Patients and clinicians must carefully weigh epilepsy medication side effects long term when planning chronic therapy. While antiepileptic drugs (AEDs) are essential for seizure control, prolonged use can be associated with a range of adverse effects. Common long-term side effects include cognitive impairment (e.g., memory problems, slowed processing speed), dizziness, ataxia, and sedation, particularly with older drugs like phenytoin and phenobarbital. Metabolic disturbances are also notable: weight gain (valproate), osteoporosis (enzyme-inducing AEDs), and folate deficiency can develop over years. Some medications carry risks of teratogenicity in women of childbearing age (e.g., valproate). Chronic use of certain AEDs may also affect liver function, bone marrow, or renal health, necessitating regular laboratory monitoring. Newer agents such as levetiracetam and lamotrigine generally have more favorable long-term profiles, but side effects like mood changes or rash remain possible. Patients require ongoing assessment to balance seizure control with quality of life. Dose adjustments, drug switching, or concurrent non-pharmacological interventions may be needed to minimize cumulative toxicity. Long-term follow-up is integral to epilepsy management, ensuring that the benefits of medication outweigh its potential harms.

3 thoughts on “Epilepsy (Dianxian): Symptoms, First Aid, and Acupuncture Treatment”
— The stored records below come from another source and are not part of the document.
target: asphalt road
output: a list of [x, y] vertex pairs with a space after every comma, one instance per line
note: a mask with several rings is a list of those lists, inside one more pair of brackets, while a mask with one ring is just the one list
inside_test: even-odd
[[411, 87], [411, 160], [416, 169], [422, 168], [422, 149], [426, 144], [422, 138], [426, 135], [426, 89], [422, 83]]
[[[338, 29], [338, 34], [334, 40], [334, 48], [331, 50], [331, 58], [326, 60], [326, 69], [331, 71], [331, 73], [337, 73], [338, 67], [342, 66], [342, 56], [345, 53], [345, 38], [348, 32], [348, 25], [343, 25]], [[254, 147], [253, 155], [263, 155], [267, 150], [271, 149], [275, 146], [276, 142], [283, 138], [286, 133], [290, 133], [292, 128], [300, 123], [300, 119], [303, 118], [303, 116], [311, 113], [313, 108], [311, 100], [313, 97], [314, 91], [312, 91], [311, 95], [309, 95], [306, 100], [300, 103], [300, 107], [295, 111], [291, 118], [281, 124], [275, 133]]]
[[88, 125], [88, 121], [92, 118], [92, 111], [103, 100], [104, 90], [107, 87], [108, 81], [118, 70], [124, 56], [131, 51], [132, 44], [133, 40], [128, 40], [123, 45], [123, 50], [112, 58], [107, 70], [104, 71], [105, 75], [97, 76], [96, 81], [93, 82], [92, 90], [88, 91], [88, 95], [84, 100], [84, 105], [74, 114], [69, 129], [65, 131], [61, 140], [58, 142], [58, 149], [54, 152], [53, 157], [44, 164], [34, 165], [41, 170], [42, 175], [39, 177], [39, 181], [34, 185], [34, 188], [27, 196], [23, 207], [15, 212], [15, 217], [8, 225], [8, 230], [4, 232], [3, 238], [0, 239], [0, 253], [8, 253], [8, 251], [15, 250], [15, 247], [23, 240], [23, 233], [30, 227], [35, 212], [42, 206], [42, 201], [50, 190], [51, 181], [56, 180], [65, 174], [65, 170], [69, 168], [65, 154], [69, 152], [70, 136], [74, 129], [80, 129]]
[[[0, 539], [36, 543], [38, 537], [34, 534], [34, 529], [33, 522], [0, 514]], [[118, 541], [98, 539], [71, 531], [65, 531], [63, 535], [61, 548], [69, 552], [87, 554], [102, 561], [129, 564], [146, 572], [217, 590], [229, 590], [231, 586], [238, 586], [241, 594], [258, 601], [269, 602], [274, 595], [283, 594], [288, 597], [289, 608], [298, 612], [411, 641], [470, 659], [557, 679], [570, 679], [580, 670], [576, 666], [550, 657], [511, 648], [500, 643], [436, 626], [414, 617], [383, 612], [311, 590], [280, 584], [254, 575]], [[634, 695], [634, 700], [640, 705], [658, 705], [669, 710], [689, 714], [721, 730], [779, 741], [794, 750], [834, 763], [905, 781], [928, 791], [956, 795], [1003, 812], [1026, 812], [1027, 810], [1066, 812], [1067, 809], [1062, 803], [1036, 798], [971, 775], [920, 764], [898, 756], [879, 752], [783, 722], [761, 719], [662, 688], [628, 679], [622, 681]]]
  1. Great article! I’ve always wondered about the difference between primary and secondary epilepsy. The acupuncture treatment angle is fascinating—has anyone here tried it for managing seizures? Would love to hear more about first aid tips too.

    Reply
  2. 와, 침술이 간질에 도움이 될 수 있다니 신기하네요. 1차 발작 시 응급처치도 꼭 알아둬야겠어요. 유전적 요인이라니 조심해야 할 부분도 있는 것 같고요. 좋은 정보 감사합니다!

    Reply
  3. Thanks for sharing this useful info on epilepsy and acupuncture! I’ve heard mixed views on alternative treatments for seizures, so it’s interesting to see traditional approaches like acupuncture being highlighted. Do you have any tips on what to avoid during a seizure?